Paul Parmelee (May 3, 1925 – January 7, 1993) was an American concert pianist and pedagogue.

Born in Chicago, Parmelee studied with Leola Arnold in nearby Rockford, Illinois. Later studies were at the American Conservatory of Music in Chicago. In 1941, he performed at a Young Person's Concert with the Chicago Symphony Orchestra.
In the same year, he played the Franck Variations Symphoniques with the Chicago National Youth Administration Symphony conducted by Irwin Fischer.

During World War II, he served for three years as an entertainment specialist in the South Pacific, playing recitals, chamber music, and with the Judith Anderson Show.

After military service, he studied with Max Landow at the Eastman School of Music. While a student at Eastman, Parmelee premiered Kent Kennan's Concertino for piano and orchestra on May 5, 1947, as part of a new works festival.
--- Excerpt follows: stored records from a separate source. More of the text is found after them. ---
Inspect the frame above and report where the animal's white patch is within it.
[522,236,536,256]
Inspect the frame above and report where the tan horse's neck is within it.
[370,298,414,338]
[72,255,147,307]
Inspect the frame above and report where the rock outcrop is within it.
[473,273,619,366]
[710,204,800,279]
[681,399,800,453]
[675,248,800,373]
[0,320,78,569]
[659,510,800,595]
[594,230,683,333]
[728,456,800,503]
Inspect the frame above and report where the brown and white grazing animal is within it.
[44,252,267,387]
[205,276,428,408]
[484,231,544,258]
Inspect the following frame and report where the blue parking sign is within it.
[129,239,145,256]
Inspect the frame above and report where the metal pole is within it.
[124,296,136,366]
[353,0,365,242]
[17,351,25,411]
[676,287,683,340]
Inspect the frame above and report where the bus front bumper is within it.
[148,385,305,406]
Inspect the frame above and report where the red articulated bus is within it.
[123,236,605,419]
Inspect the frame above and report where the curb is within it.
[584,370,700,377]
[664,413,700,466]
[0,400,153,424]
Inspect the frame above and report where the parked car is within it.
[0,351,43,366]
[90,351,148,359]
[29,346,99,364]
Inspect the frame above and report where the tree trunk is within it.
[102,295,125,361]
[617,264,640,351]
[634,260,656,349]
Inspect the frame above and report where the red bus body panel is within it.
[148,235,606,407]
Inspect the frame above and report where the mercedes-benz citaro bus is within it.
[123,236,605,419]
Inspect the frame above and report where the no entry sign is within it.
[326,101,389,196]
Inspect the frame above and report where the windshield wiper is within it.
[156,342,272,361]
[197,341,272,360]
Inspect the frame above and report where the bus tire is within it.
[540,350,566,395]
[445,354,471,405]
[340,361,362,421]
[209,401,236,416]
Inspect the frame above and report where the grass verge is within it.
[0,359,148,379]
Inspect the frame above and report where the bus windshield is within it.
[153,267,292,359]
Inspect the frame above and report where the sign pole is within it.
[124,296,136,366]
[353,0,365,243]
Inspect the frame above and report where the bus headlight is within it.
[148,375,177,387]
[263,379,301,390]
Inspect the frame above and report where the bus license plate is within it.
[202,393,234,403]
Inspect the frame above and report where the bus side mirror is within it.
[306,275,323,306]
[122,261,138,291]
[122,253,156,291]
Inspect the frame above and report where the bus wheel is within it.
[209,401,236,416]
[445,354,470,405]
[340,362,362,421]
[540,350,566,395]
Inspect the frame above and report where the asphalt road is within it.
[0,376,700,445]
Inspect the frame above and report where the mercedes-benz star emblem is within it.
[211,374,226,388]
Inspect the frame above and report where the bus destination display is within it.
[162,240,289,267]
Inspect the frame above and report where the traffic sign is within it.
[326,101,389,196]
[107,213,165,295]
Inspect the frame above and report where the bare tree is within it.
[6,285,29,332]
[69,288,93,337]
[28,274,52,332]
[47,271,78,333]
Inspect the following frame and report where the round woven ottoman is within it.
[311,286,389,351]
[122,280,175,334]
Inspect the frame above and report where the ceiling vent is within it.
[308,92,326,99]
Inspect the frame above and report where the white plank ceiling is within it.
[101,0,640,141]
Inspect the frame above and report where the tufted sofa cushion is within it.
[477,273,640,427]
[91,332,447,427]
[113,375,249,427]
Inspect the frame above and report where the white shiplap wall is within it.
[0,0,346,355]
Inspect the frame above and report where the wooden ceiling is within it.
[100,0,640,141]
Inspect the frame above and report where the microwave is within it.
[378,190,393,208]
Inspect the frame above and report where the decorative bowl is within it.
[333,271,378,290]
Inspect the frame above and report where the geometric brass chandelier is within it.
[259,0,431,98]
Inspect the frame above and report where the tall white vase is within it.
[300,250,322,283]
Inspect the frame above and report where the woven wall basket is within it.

Further studies occurred at the University of Colorado at Boulder with Storm Bull, the Juilliard School with Olga Samaroff, and Florida State University with Edward Kilenyi Jr. While a doctoral student at FSU, Parmelee performed the Brahms 2nd Piano Concerto with the Florida State University Orchestra conducted by Ernst von Dohnányi.

As a chamber musician, Parmelee performed early in his career with Mischa Mischakoff, Nell Rankin, Michael Rabin, and Morley Meredith. He made his solo New York debut at The Town Hall (New York City) on February 23, 1963.

Parmelee taught at the University of Colorado Boulder from 1947 until 1985. In 1969, he formed a piano trio with fellow CU faculty members Oswald Lehnert (violin) and Jurgen de Lemos (cello). The trio performed for Pablo Casals in 1973, and with his approval, assumed his name for their group. Parmelee left the trio in 1979.

==Commercial Discography==
George Crumb. Night Music I. with George Crumb, David Burge, Thomas MacCluskey, Louise Toth. Composers Recordings, Inc., 1967.

Johannes Brahms & Charles Ives. Piano Trio no. 2 in C major; Piano Trio (1904). Pablo Casals Trio. Auris Records, 1978.

Charles Eakin. Frames (Series I & II), Owl Recording, Inc., 1985.